Monday, April 17, 2017

Journalism Devoted To Watches

First of all, there's the Watch Snob. Or should I say first, last and everything in between? I'm new at this, I've been really looking for quality horological journalism for a matter of mere months, and I certainly hope there are are worlds of quality writing about watches as yet unimagined by me, but at the present time, the Watch Snob is the only writer about watches I feel I can trust, because he's the only one -- the only one! -- who writes openly negative things about watches he doesn't like. The only one who has openly negative headlines on some of his columns.

Everybody else I've encountered so far -- everybody! -- seems to me like a more or less obvious part of the advertising branch of the watch industry. Websites such as WatchTime and Hodinkee are interesting, but I can't recall a single article on either site which was even faintly negative, overall, about any watch. And those two sites are interesting in part because they're not nearly as obvious about it as a lot of other sites claiming to be magazines. All of these sites have big, expensive-looking ads on them, and it seems that they are competing for watchmakers' ad revenue by flattering them, as opposed to giving the reader some usefully unfiltered opinions.

I don't agree with the Watch Snob about everything -- if when I get rich I'm going to get the watches I want to have, and not spoil my own enjoyment by worrying about whether the Watch Snob approves or rolls his eyes or openly ridicules me or whatever -- and he actually is quite a snob in general, not just about watches, and that certainly is a bore -- but unless I'm drastically mistaken, he is actually quite honest and unabashedly frank in his columns, and that is a service to the reader. For just one example, in his latest column, a report from Baselworld 2017, he states that Cartier, which has been making jewelry for a long time and watches for a short time, is "still struggling" to gain credibility as a watchmaker.

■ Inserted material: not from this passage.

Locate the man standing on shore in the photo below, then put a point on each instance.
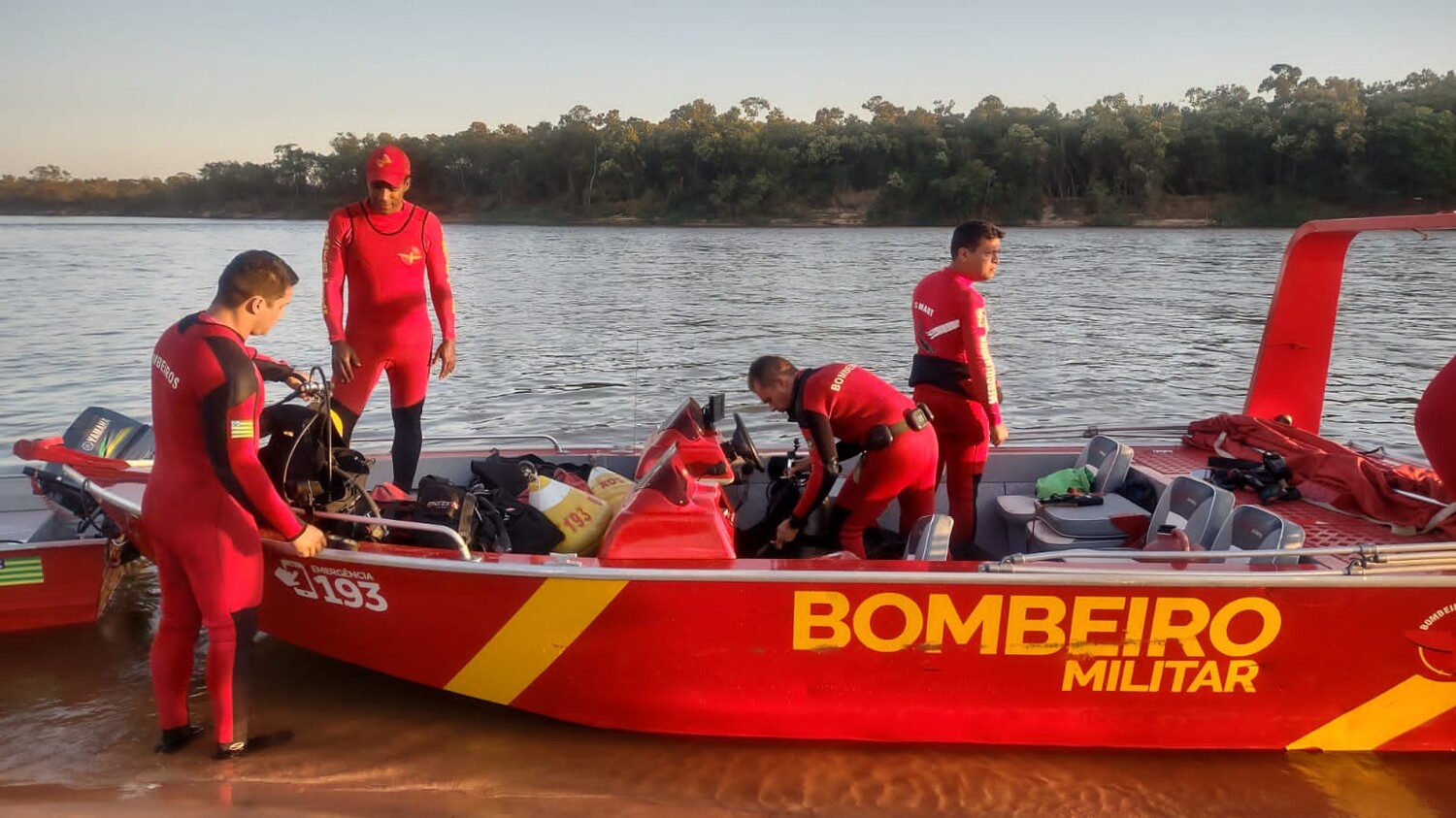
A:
(954, 375)
(207, 494)
(386, 249)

Up until I read that column today, I was under the impression -- the surprising impression, to me -- that Cartier had been generally accepted as one of the world's finest watchmakers, because up until today, that had been the tone of absolutely everything I had read about their watches from absolutely everyone whom I suspected of possibly being some sort of expert. Thank you, Watch Snob!

Besides what we generally think of as journalists (including bloggers), there is one major online source of information about watches, and it is a source which is in no way lacking in negative reactions to this or that watch. I'm talking about online forums where watch enthusiasts gather to talk about watches. The biggest such gathering place of which I currently know is at the website Watchuseek. But I'm not sure what to make of the information I get from such forums. A lot of the participants there seem to be biased in favor of a particular brand or model which they happen to own -- I've been guilty of the very same sort of biased writing on this very blog. By the way, this is my Seiko 5:


There are many like it, but this one is mine -- or against some brand with which they seem to have had some completely atypical bad luck: for example, they may have owned a particular model which kept terrible time and broke down very soon after they got it, when the model in general is famous for its precision and reliability.

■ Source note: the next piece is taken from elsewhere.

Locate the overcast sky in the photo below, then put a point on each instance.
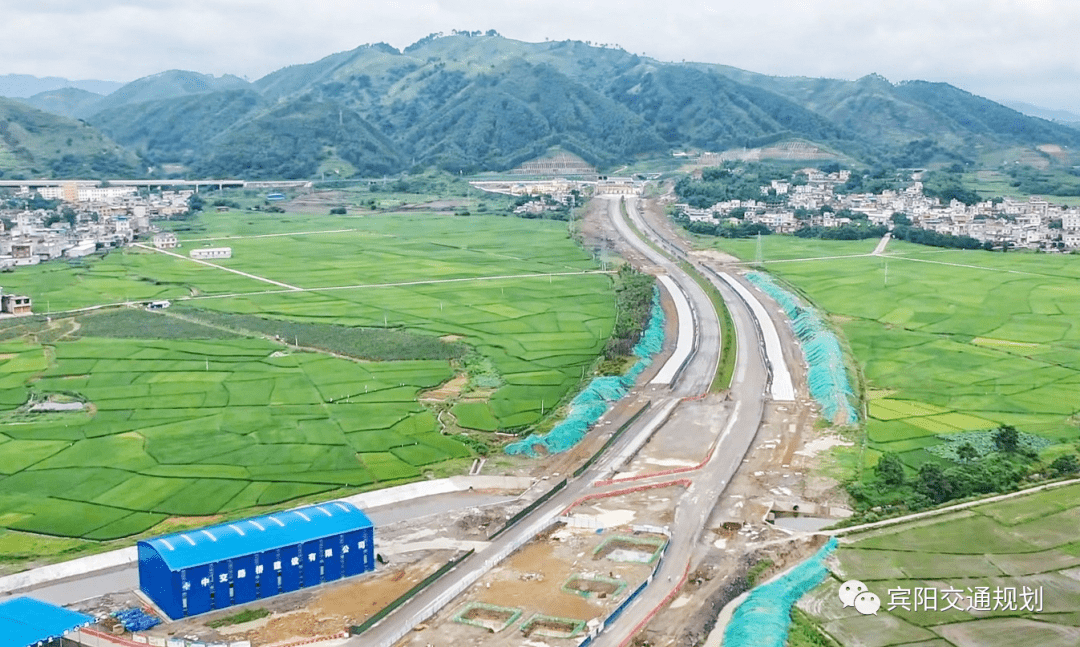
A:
(1000, 49)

I hear that in some such cases, the person writing about such bad experience actually has had no such experience with the brand or model in question, but happens to own a store which sells a brand or model which competes in the marketplace which the one they're denigrating. I hear that in some cases, manufacturers actually encourage their employees go online and slander the competition.

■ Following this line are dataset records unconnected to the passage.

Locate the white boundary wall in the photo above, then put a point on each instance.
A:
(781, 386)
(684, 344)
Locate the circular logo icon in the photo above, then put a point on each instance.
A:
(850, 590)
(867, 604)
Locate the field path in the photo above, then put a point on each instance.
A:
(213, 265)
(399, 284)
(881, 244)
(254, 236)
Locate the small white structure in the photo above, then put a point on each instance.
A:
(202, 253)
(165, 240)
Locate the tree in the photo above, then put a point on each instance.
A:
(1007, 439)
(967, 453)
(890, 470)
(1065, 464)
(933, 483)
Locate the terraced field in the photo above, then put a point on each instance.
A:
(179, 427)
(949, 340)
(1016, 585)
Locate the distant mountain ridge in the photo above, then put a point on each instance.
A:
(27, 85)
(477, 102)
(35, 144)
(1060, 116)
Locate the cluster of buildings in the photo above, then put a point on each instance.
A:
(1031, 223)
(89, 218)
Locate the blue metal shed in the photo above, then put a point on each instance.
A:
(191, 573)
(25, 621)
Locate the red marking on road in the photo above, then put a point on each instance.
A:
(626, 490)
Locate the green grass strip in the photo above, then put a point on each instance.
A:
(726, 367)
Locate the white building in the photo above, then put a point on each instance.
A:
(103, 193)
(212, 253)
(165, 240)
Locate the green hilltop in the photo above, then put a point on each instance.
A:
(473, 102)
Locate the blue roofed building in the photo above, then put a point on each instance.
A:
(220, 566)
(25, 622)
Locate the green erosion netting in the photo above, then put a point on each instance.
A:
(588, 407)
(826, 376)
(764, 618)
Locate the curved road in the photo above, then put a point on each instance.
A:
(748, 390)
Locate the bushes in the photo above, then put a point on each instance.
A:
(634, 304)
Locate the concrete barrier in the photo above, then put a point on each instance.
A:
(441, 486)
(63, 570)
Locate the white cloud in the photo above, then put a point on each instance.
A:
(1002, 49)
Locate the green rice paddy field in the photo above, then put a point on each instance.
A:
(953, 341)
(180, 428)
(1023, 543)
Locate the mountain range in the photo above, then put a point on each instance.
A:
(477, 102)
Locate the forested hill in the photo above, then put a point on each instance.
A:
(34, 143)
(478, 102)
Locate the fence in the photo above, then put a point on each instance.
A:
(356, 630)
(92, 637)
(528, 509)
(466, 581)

I repeat: I HEAR such things, I have no idea how often they actually happen.

Maybe if I spent a huge amount of time in such forums, I would gradually get a sense for which of the participants was knowledgeable and frank, and start to be able to sift the signal from the noise. Maybe. It seems like a huge investment to make, for a questionable possibility of an eventual payoff of unknown proportions.

In the meantime, other then the Watch Snob, where are the honest horological writers at the world's magazines and newspapers? Are there any? Does the Watch Snob publish under a pseudonym because the entire watch industry would snub him if they knew who he was, making it difficult or impossible for him to do his job?